RUSH: Right. There’s not gonna be any compromise. ‘We won.’ Obama said the same thing, early in 2009, in that joint legislative leadership meeting he convened at the White House. The Republicans in that meeting talked about maybe the possibility of cutting taxes. ‘No, no, no, no. I won. You can talk about it all you want, but I won,’ and the press was not urging Obama to compromise. The press was not urging Gibbs to compromise. The press was not urging any Democrat to compromise. It’s always the Republicans, even after winning, who are told, ‘You know, you guys better compromise,’ because they’re not happy with the victory. It’s just simple to see. It is what it is. But this is the kind of stuff that ends up co-opting our guys, this relentless assault. You better compromise or you’re gonna be called X. You better compromise or we’re gonna rip you over the coals, and far too many times in the recent past, not even the recent past, our guys have succumbed to it. Here’s Barney Frank, January 28, 2009. On Larry King Live, the fill-in host was John King. He said to Barney Frank, ‘If you don’t have Republicans and conservative Democrats on board with what you want to do, can you have a bipartisan Washington?’
FRANK: We’ve seen this before, but it does also say elections matter. A different philosophy won. We now differ. The electorate has said, ‘No, we want to go a different way and that’s what we’re doing.’
RUSH: Did you understand that? Kind of? It still needs to be translated. Okay, the question was, ‘If you don’t have Republicans and conservative Democrats, can you have a bipartisan Washington?’ Barney Frank said (impression), ‘We’ve seen this before, but it does also say elections matter.
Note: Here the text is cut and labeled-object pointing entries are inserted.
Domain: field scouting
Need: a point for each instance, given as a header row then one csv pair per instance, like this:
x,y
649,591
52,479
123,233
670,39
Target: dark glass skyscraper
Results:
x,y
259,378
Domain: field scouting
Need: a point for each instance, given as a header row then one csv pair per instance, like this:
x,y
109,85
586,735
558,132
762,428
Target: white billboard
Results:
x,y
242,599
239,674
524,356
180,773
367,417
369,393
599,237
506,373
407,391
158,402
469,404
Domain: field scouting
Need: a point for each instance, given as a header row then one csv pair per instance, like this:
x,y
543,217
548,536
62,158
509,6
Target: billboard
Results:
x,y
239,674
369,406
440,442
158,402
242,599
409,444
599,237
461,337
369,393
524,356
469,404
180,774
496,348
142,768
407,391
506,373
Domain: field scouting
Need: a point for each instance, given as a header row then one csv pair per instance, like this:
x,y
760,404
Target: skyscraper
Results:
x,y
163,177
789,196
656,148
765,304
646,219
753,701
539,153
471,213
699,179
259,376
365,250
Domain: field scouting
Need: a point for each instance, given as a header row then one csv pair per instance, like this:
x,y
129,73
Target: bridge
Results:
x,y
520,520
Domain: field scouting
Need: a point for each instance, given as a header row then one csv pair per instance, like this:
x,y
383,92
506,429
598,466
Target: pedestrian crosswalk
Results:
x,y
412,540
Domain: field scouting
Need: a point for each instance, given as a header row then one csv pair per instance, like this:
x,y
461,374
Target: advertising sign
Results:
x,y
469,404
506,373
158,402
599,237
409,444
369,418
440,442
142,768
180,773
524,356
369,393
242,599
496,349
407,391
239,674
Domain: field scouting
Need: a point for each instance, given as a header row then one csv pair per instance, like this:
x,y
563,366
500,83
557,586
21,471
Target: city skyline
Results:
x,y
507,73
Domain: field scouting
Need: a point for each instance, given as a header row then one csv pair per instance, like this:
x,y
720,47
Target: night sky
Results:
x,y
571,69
A different philosophy won. We now differ. The electorate has said, ‘No, we want to go a different way and that’s what we’re doing.” So Fibbs, Obama, and Barney Frank: No compromise. The electorate said we want to do it your way. No compromise.
And now we’ve had the election, the American people have declared that the Obama, Barney Frank, and Fibbs way was dead wrong, and still the media is asking of us, ‘Are you ready to compromise now?’ Obama at the health care summit in Baltimore with GOP leaders said if they couldn’t work something out, ‘The voters would decide who is right or wrong. ‘ Obama said, ‘That’s what elections are for.’ Well, we’ve had the elections, and the electorate said, by declaration, that Obama was dead wrong — and so now we’re supposed to compromise.